There is no victor, no victim; they have both re-defined each other and exchanged cynicism. As Russell explained to IndieWire,
"the end asks: did Matthew break Oliver, or did Oliver break free because of Matthew?"
It starts fairly innocently: a socially awkward retail worker, Matthew (Théodore Pellerin), gets to meet adventurous Oliver (Archie Madekwe), a leading musician about to break into something bigger, in a slick LA boutique in 2019.
From the onset, Matthew and Oliver find a connection that dazzles Matthew's concept of admiration and gives Oliver a thirst for attention. When Matthew discusses doing a documentary about shadowing Oliver, he soon becomes wrapped in an obsession with going as far as sabotaging Oliver's competitors and creating staged moments for the camera.

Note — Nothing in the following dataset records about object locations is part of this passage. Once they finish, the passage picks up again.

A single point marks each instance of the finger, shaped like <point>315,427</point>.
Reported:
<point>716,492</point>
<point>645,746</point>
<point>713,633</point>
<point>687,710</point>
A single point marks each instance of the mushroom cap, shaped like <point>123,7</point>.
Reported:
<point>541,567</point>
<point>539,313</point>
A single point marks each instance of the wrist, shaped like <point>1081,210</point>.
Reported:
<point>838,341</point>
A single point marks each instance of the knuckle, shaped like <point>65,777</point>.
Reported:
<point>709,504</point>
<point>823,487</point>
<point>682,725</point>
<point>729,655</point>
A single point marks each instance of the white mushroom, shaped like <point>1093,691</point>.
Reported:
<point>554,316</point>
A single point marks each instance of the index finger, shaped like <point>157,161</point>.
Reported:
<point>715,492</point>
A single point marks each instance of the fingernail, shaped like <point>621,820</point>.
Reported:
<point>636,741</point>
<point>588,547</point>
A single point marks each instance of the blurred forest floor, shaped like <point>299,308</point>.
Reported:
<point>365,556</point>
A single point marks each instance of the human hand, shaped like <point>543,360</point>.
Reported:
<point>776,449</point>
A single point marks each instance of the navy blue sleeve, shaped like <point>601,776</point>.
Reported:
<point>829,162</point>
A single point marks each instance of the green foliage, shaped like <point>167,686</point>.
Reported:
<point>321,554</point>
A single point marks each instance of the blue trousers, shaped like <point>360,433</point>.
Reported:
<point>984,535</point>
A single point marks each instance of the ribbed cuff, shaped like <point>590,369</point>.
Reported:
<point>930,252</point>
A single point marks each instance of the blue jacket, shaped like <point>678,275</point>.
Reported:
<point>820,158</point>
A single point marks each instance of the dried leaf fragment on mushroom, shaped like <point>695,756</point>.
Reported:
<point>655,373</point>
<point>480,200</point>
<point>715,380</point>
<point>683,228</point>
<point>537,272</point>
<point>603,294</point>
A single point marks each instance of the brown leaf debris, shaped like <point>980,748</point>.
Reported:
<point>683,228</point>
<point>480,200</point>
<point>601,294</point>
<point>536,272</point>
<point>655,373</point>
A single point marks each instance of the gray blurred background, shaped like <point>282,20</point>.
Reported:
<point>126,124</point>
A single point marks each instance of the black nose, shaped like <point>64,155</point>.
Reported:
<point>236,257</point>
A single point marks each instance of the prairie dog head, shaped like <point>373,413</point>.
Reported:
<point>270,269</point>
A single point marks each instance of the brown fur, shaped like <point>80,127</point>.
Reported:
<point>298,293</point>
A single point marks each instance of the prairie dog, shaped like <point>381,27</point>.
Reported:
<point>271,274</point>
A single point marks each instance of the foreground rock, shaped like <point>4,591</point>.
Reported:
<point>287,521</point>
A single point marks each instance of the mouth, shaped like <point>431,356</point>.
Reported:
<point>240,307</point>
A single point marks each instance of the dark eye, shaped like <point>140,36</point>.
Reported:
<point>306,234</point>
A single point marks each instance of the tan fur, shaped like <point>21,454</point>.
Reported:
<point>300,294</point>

In the post-screening Q&A, Alex Russell (director) called their relationship "mutually haunted", a relationship where each man's foibles magnify the others.
Lurker resonates in a world where TikTok and X turn life into performance. Matthew's story, from anonymous fan to mini-celebrity, parallels how we yearn for validation through likes and follows. Oliver's complicity, feeding off Matthew's fixation, reveals the hollowness of fame absent self.
The film’s final shot, with Oliver watching Matthew’s documentary, feels like a warning: when identity hinges on another’s gaze, both sides lose something vital. As Madekwe said in a Screen Daily interview,
“Oliver’s journey is about realising he’s been a lurker in his own life, chasing a version of himself that doesn’t exist.”
Lurker is playing in select theatres and streaming on Mubi. Dive into this unsettling portrait of fame and fixation before it slips from the spotlight.